Comparing Translator Types

Feature	Compiler	Interpreter	Assembler
Input	High-level source code	High-level source code	Assembly language
Output	Machine code (object file)	No output file — executes directly	Machine code
Translation	Whole program at once	One statement at a time	One-to-one (mnemonic → opcode)
Speed of execution	Fast (pre-compiled)	Slow (translated each run)	Fast (native machine code)
Error reporting	All errors after compilation	Stops at first error	All errors after assembly
Source code needed at runtime?	No	Yes	No
Portability	Low (platform-specific)	High (any platform with interpreter)	Very low (CPU-specific)
Passes	Multiple (lexical, syntax, semantic, code gen)	Single pass per statement	Two passes

Linkers and Loaders

After compilation, the object code may need to be combined with other modules before it can be executed.

Linker

A linker combines multiple object code modules (including library routines) into a single executable file.

Static linking — library code is copied into the executable at link time. Produces a larger file but runs independently.
Dynamic linking — the executable contains references to shared libraries (DLLs on Windows, .so on Linux) that are loaded at runtime. Produces smaller files but requires the libraries to be present.

Loader

A loader places the executable program into main memory and prepares it for execution.

Allocates memory for the program
Loads the machine code from disk into RAM
Sets up the program counter to the entry point
Resolves any remaining addresses (relocation)
Hands control to the program

Translation Errors vs Execution Errors

Translation Errors (Compile-Time Errors)

Detected during translation before the program runs:

Error Type	Example
Syntax error	Missing bracket: `print("hello"`
Type error	Assigning a string to an integer variable (in statically typed languages)
Undeclared variable	Using a variable name that hasn’t been defined
Missing semicolon	`int x = 5` (in languages that require `;`)

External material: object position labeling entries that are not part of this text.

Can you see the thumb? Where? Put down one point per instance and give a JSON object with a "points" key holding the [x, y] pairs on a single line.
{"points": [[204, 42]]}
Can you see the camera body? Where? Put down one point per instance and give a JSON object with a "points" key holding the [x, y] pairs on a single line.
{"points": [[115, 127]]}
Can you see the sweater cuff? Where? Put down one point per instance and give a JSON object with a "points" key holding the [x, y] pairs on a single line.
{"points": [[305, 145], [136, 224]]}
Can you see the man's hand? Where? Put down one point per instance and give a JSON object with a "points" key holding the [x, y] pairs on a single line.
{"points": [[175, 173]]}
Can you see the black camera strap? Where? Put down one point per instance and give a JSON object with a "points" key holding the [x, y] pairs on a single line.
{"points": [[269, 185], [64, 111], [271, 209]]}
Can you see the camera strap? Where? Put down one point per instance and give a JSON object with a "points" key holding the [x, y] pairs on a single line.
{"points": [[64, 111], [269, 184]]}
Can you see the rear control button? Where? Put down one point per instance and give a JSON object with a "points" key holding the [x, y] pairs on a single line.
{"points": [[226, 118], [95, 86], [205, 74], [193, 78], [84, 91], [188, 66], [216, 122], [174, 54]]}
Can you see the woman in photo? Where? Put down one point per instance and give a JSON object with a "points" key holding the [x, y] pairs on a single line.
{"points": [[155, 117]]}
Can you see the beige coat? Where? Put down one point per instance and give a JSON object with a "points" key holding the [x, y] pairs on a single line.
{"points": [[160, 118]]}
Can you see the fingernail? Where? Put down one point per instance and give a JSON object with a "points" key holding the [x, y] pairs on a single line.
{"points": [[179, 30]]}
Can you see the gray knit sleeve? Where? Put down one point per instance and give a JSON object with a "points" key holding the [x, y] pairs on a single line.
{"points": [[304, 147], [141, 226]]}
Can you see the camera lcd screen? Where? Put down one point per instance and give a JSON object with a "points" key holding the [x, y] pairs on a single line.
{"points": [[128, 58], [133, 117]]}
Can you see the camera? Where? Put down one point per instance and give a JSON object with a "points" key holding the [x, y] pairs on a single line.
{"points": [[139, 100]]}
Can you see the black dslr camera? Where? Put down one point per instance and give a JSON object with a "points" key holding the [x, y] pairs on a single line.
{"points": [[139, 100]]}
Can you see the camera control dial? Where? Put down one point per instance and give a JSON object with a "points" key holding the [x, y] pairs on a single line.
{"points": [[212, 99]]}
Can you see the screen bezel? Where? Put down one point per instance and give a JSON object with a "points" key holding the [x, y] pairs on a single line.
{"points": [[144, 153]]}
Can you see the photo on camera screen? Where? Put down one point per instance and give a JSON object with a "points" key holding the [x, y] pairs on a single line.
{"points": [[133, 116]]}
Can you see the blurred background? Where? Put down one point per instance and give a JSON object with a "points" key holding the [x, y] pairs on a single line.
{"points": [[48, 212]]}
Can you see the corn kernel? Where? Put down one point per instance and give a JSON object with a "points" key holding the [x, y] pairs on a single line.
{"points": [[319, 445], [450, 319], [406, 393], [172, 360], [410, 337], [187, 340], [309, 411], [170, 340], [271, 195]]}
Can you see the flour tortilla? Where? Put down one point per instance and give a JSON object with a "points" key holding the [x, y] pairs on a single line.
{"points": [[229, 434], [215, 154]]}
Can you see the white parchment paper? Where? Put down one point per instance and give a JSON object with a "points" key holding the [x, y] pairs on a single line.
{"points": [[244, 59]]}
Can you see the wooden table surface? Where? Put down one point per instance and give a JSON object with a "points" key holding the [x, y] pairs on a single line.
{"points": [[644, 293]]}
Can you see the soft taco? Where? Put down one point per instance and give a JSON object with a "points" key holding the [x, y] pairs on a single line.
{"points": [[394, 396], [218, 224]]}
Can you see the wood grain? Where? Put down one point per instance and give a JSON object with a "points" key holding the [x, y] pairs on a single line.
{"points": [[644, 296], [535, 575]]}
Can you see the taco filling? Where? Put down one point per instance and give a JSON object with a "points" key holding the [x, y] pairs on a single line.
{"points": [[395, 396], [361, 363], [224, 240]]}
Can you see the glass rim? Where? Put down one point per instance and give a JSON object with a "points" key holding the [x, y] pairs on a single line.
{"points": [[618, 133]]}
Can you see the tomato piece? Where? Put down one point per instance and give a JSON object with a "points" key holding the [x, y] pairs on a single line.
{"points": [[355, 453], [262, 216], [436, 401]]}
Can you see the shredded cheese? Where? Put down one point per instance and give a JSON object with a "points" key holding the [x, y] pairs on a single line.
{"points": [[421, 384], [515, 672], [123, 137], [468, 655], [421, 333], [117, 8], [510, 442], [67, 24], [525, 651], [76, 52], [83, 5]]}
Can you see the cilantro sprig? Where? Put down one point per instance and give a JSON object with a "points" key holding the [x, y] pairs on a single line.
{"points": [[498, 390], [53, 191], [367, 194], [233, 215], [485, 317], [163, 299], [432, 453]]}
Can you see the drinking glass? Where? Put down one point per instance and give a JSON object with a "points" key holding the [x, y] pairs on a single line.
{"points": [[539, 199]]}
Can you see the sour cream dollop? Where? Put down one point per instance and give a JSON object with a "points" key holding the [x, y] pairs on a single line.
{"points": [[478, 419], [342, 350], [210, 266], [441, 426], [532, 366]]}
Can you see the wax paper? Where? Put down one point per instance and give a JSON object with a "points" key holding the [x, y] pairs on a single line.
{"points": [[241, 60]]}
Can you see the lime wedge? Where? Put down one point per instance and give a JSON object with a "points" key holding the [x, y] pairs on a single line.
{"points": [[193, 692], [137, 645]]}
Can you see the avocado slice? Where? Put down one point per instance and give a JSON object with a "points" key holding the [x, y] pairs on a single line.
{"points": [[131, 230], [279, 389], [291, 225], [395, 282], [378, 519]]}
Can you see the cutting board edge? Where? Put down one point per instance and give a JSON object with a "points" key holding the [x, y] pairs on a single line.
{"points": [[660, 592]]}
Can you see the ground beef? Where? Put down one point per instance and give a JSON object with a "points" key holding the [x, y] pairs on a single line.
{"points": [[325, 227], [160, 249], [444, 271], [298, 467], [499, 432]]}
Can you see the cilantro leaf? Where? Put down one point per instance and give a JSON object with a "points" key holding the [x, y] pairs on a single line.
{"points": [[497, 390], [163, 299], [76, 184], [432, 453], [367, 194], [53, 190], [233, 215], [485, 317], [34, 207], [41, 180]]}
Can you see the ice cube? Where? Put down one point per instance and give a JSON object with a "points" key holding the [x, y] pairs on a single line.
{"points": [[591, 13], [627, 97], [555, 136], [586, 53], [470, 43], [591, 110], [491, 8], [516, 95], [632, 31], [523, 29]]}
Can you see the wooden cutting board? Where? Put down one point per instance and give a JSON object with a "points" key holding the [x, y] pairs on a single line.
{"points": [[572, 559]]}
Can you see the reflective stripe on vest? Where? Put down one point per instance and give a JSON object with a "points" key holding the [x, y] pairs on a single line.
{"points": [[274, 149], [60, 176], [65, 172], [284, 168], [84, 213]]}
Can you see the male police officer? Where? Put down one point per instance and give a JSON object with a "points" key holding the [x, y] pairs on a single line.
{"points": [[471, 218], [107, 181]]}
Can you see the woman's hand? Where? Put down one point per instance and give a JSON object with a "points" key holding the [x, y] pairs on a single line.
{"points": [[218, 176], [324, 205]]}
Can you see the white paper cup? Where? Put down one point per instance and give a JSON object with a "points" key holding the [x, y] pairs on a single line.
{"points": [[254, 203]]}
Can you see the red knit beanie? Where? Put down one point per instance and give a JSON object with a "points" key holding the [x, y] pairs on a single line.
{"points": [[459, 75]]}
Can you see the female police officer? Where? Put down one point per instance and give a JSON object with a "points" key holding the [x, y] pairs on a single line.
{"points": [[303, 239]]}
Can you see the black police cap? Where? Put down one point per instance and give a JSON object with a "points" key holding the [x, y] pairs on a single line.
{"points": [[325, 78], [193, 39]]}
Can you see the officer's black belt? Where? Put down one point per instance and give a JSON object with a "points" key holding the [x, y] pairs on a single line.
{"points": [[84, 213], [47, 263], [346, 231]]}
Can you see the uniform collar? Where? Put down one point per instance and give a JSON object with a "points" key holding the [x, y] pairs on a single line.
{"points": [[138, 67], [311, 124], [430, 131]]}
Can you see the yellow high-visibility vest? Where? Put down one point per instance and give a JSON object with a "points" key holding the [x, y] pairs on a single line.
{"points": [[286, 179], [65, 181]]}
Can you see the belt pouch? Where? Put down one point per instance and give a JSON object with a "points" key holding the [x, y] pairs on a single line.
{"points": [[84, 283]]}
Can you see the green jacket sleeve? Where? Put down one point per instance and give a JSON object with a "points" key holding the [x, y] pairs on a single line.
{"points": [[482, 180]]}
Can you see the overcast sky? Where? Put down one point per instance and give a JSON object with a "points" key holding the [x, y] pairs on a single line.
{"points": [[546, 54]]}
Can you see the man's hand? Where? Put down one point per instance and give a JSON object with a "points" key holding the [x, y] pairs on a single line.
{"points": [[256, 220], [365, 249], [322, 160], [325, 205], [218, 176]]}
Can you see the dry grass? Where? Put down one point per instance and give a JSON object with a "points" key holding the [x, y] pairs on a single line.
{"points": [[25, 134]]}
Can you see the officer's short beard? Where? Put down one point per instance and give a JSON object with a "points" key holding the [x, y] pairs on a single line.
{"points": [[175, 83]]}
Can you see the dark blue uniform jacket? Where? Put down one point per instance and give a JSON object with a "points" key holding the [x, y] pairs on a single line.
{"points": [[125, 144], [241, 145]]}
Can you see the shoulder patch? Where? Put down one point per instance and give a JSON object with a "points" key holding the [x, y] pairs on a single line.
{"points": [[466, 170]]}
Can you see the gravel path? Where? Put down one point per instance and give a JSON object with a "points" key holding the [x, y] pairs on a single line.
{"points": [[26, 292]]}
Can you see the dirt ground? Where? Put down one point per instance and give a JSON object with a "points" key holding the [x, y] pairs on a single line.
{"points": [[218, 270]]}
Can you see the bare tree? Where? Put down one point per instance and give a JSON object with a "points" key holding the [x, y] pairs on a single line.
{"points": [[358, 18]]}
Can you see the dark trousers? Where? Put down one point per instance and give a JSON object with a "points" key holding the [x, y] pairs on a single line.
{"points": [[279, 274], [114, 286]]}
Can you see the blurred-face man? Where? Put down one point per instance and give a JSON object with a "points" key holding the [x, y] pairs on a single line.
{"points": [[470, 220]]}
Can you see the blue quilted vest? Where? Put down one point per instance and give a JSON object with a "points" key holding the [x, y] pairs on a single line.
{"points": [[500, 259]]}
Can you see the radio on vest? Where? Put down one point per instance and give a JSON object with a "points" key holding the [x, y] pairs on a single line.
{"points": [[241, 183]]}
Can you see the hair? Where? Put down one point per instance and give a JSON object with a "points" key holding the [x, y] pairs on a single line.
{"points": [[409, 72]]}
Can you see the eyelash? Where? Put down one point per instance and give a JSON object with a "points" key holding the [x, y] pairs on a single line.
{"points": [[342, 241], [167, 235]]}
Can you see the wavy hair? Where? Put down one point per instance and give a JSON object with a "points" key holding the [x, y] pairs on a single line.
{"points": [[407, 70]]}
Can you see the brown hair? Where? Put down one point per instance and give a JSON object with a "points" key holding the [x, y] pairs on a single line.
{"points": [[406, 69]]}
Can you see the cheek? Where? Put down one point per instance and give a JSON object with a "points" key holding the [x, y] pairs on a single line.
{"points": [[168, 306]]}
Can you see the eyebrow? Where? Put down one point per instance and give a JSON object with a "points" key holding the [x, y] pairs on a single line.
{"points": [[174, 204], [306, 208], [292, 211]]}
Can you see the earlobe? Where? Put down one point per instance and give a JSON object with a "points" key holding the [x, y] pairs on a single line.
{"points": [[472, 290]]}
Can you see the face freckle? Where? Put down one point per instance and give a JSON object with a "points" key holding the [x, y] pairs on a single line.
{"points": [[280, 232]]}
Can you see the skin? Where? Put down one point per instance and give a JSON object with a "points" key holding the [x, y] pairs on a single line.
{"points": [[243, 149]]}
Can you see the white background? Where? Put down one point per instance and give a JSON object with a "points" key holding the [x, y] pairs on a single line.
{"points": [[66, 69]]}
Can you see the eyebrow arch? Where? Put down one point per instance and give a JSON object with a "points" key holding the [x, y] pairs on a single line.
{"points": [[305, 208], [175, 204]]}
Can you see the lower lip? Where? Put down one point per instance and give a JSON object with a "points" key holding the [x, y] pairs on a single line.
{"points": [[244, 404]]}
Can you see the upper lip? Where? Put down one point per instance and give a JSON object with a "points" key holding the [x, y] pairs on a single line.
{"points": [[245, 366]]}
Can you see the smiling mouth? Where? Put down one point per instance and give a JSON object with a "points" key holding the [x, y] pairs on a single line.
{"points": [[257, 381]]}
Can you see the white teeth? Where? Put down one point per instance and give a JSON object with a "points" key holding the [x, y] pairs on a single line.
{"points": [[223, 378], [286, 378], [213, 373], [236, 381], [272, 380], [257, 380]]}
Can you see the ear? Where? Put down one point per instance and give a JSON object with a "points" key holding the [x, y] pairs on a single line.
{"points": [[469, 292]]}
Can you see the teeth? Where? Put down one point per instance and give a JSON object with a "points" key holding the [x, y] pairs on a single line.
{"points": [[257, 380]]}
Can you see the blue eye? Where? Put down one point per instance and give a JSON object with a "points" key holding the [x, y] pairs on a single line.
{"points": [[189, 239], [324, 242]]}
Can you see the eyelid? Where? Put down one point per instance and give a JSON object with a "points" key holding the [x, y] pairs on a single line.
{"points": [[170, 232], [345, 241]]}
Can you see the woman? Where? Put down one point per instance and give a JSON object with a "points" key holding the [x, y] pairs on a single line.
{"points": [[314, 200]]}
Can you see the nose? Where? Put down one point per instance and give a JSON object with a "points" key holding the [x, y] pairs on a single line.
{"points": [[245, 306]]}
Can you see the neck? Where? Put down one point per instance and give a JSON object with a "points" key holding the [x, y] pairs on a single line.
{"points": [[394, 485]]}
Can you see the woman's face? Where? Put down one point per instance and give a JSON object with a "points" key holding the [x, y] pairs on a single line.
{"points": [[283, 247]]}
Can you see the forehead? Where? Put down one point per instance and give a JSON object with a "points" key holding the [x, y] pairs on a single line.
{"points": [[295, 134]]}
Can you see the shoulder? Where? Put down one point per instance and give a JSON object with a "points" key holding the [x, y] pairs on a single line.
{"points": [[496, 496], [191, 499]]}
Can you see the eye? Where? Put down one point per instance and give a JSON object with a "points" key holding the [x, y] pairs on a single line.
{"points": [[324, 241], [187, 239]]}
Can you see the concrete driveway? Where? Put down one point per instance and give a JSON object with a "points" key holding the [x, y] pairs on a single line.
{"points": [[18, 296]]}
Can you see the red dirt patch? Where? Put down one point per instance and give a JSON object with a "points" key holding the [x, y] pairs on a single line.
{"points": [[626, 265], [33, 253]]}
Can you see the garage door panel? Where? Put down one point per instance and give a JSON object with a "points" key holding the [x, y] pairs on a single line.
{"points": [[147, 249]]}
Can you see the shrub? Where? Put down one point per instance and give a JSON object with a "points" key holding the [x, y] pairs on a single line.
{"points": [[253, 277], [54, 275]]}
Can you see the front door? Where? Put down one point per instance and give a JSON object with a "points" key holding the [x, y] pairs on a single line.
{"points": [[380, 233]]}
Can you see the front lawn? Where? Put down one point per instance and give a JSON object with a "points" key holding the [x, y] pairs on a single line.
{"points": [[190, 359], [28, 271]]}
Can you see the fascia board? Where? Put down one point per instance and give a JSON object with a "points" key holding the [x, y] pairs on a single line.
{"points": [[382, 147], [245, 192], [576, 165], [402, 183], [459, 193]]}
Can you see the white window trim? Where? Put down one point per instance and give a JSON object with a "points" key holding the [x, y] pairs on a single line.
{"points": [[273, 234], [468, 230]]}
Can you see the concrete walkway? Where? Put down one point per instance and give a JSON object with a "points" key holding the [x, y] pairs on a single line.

Execution Errors (Runtime Errors)

Occur during program execution — the code is syntactically valid but encounters a problem at runtime:

Error Type	Example
Division by zero	`result = 10 / 0`
Stack overflow	Infinite recursion with no base case
Array index out of bounds	Accessing `arr[100]` when the array has 50 elements
Null pointer / None reference	Trying to access an attribute of a null object
File not found	Attempting to open a file that doesn’t exist
Out of memory	Allocating more memory than is available

Logical Errors

A third category — logical errors — produce incorrect results but no error messages. The program runs without crashing but produces wrong output.

Error Type	Example
Wrong operator	Using `+` instead of `-`
Off-by-one error	Loop runs one too many or one too few times
Incorrect condition	Using `>` instead of `>=`
Wrong variable	Comparing `x > x` instead of `x > y`

Exam questions often ask you to classify errors. Remember: syntax errors are caught at translation time, runtime errors crash the program during execution, and logical errors produce wrong results without crashing. A compiler catches syntax and type errors; an interpreter catches them as it reaches each line. Neither can detect logical errors — only thorough testing reveals those.